[R] Pointwise Confidence Bounds on Logistic Regression

Bryan Hanson hanson at depauw.edu
Fri Jun 20 01:54:51 CEST 2008


Thanks so much to all who offered assistance.  I have to say it would have
taken me a long time to figure this out, so I am most grateful.  Plus,
studying your examples greatly improves my understanding.

As a follow up, the fit process gives the following error:

Warning messages:
1: In eval(expr, envir, enclos) :
  non-integer #successes in a binomial glm!

Is this something I should worry about?  It doesn't arise from glm or
glm.fit 

Thanks, Bryan

For the record, a final complete working code is appended below.

x <- c(1:40)
y1 <- c(rep(0.1,10), rep(NA, 10), rep(0.9,20))
y2 <- c(rep(0.1,15), rep(NA, 10), rep(0.9,15))
data <- as.data.frame(cbind(x,y1,y2))
plot(x, y1, pch = 1, ylim = c(0,1), col = "red", main = "Logistic Regression
w/Confidence Bounds", ylab = "y values",  xlab = "x values")
points(x, y2, pch = 3, col = "blue")
abline(h = 0.5, col = "gray")
fit1 <- glm(y1~x, family = binomial(link = "logit"), data, na.action =
na.omit)
fit2 <- glm(y2~x, family = binomial(link = "logit"), data, na.action =
na.omit)
lines(fit1$model$x, fit1$fitted.values, col = "red")
lines(fit2$model$x, fit2$fitted.values, col = "blue")
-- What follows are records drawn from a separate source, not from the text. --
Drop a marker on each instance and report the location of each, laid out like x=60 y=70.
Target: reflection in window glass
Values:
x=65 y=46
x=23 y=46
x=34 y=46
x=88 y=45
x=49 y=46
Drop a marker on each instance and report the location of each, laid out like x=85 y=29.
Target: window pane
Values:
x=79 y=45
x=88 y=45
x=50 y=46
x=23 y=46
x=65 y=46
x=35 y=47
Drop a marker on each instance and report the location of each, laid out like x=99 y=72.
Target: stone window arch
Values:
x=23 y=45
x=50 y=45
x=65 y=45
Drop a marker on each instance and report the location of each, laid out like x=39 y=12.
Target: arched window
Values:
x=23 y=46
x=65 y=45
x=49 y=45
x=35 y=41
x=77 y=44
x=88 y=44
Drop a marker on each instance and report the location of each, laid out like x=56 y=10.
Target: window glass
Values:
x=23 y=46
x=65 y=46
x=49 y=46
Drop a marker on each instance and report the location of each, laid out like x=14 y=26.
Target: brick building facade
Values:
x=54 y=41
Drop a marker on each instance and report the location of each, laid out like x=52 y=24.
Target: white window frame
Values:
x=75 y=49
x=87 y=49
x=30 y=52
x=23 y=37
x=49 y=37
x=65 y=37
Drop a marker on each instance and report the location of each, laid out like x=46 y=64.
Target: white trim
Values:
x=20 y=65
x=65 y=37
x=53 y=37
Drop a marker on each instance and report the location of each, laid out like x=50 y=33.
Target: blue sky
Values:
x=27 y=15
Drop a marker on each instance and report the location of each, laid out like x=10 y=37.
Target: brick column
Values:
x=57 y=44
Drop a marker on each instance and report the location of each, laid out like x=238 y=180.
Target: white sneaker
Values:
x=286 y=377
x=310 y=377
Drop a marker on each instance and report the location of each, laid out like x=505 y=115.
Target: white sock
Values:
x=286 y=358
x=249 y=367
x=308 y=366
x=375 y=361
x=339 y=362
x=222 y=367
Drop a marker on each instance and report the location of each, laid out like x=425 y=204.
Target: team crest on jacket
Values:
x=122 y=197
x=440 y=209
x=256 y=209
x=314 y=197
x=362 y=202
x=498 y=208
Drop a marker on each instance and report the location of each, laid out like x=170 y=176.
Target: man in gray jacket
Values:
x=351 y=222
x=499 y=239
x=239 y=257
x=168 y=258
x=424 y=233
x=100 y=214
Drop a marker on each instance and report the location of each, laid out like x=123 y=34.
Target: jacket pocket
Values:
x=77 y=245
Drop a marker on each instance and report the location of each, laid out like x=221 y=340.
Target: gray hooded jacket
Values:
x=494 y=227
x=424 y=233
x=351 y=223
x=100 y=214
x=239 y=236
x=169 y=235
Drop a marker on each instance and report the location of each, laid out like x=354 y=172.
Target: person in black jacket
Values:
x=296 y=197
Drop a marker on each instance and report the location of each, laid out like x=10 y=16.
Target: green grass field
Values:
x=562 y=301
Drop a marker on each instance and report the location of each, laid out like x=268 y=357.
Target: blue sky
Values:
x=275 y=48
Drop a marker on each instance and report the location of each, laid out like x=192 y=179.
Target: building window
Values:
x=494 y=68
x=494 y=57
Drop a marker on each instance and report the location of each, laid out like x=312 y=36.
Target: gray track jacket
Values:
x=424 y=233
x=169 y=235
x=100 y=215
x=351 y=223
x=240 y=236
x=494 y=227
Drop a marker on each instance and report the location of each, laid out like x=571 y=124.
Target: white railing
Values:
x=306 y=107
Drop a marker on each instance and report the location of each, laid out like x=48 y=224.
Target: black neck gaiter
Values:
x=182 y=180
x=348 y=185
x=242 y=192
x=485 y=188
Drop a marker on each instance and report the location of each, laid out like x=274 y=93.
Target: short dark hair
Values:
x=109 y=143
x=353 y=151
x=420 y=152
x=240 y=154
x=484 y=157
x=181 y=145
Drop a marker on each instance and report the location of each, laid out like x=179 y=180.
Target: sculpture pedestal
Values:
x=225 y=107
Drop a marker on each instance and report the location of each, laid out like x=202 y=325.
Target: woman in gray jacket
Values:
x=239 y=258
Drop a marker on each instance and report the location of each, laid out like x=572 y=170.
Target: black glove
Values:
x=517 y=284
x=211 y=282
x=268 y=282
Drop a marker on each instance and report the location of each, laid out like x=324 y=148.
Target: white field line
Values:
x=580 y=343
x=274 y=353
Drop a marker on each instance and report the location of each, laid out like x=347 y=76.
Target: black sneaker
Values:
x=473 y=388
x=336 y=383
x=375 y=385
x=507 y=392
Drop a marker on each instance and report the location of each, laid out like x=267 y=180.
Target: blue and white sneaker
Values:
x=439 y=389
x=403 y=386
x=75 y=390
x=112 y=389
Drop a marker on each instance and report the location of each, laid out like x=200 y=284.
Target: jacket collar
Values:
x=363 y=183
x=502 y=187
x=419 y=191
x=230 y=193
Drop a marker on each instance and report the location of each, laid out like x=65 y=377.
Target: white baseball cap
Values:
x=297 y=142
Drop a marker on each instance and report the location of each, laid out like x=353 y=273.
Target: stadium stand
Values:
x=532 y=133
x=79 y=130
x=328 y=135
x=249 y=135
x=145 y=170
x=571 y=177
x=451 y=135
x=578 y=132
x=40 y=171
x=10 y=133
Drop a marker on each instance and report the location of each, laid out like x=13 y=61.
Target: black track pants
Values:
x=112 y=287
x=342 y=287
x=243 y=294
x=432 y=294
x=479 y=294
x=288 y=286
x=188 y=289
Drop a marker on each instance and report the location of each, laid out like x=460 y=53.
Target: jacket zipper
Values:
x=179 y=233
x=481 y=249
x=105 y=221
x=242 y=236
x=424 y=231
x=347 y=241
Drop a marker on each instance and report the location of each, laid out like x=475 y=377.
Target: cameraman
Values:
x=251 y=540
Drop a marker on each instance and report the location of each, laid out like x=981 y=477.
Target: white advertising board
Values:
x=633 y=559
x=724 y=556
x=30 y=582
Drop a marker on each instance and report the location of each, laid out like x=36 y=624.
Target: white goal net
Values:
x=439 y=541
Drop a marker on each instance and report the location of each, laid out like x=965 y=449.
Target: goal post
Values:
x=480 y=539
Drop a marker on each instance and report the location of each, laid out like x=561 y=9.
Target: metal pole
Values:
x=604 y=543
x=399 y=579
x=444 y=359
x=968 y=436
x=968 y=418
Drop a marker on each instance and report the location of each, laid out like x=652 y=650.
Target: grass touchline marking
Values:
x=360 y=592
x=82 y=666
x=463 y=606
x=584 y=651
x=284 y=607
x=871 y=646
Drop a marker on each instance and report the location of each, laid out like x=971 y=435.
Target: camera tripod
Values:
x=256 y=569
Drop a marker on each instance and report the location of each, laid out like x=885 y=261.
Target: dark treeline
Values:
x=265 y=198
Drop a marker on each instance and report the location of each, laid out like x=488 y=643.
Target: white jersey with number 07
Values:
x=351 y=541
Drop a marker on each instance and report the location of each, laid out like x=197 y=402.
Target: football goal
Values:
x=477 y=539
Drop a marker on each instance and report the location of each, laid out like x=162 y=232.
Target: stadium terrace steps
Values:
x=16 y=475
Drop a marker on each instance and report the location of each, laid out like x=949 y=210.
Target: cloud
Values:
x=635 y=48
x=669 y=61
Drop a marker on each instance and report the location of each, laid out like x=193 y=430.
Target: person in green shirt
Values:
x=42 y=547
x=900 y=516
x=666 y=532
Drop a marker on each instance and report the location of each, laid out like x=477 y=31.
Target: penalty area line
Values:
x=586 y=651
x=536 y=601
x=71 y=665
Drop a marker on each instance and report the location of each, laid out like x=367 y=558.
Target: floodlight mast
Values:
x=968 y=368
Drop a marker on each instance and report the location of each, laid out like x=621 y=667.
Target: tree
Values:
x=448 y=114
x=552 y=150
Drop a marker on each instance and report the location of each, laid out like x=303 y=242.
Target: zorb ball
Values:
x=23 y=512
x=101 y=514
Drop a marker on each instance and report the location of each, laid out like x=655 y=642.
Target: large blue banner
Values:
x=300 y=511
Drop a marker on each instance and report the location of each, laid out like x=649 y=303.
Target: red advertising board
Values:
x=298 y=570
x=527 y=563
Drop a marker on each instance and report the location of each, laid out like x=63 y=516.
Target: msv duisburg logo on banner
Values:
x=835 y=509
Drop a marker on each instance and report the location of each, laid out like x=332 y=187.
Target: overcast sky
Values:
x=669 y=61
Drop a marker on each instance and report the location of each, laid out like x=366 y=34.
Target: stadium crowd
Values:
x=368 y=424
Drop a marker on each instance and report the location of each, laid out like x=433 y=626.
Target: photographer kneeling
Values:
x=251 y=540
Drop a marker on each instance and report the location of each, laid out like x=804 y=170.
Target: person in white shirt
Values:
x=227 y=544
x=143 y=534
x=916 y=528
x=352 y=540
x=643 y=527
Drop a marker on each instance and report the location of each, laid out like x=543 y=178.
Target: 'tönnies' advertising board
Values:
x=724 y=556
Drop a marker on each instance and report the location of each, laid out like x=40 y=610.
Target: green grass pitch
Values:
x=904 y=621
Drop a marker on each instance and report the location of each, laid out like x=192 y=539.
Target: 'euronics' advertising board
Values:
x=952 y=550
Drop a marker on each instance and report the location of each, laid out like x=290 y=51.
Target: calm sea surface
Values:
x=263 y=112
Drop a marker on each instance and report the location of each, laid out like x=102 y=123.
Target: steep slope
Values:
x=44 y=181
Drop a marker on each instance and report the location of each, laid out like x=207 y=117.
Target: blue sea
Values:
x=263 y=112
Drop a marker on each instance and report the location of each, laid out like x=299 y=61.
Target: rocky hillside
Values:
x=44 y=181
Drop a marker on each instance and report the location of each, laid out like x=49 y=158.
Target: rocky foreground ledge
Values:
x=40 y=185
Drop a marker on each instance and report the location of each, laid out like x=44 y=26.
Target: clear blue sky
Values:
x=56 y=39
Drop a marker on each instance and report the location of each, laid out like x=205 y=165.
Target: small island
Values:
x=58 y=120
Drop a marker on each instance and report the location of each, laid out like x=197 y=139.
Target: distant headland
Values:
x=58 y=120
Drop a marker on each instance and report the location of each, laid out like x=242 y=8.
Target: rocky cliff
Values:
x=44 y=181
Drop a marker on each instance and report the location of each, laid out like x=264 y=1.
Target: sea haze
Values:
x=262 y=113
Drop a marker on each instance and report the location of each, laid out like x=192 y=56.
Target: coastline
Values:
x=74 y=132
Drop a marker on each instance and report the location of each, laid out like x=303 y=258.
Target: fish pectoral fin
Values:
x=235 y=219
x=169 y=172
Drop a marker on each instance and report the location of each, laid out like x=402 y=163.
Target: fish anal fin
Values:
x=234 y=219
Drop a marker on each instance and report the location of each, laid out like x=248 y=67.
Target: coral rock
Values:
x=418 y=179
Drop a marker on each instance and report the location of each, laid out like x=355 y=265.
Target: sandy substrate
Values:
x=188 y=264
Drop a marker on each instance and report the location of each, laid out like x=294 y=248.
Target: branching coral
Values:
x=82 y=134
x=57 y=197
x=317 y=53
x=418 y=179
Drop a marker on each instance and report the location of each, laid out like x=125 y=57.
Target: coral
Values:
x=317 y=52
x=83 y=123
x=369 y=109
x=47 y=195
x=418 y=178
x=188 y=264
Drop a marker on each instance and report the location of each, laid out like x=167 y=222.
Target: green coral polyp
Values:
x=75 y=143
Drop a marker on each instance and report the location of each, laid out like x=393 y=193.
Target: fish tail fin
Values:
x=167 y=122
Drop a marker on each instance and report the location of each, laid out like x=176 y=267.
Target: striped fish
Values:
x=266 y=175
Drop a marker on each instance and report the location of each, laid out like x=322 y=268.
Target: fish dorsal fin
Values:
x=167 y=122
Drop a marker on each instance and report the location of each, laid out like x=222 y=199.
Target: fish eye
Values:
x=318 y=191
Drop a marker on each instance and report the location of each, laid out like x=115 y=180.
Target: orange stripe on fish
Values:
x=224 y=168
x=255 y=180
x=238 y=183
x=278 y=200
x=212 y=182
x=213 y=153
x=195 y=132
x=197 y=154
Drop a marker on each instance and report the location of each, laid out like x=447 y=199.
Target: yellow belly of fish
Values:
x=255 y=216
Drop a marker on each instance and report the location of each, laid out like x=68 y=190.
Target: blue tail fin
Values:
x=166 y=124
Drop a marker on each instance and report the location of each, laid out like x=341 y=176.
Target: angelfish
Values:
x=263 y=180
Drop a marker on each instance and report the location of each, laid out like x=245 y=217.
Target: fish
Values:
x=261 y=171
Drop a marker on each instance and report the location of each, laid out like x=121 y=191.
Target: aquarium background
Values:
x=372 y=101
## predictions on scale of link function
pred1 <- predict(fit1, se.fit = TRUE)
pred2 <- predict(fit2, se.fit = TRUE)

## constant for 95% confidence bands
## getting two t values is redundant here as fit1 and fit2
## have same residual df, but the real world may be different
res.df <- c(fit1$df.residual, fit2$df.residual)
## 0.975 because we want 2.5% in upper and lower tail
const <- qt(0.975, df = res.df)

## confidence bands on scale of link function
upper1 <- pred1$fit + (const[1] * pred1$se.fit)
lower1 <- pred1$fit - (const[1] * pred1$se.fit)
upper2 <- pred2$fit + (const[2] * pred2$se.fit)
lower2 <- pred2$fit - (const[2] * pred2$se.fit)

## bind together into a data frame
bands <- data.frame(upper1, lower1, upper2, lower2)

## transform on to scale of response
bands <- data.frame(lapply(bands, binomial(link = "logit")$linkinv))

## plot confidence bands
lines(fit1$model$x, bands$upper1, col = "pink")
lines(fit1$model$x, bands$lower1, col = "pink")
lines(fit2$model$x, bands$upper2, col = "lightblue")
lines(fit2$model$x, bands$lower2, col = "lightblue")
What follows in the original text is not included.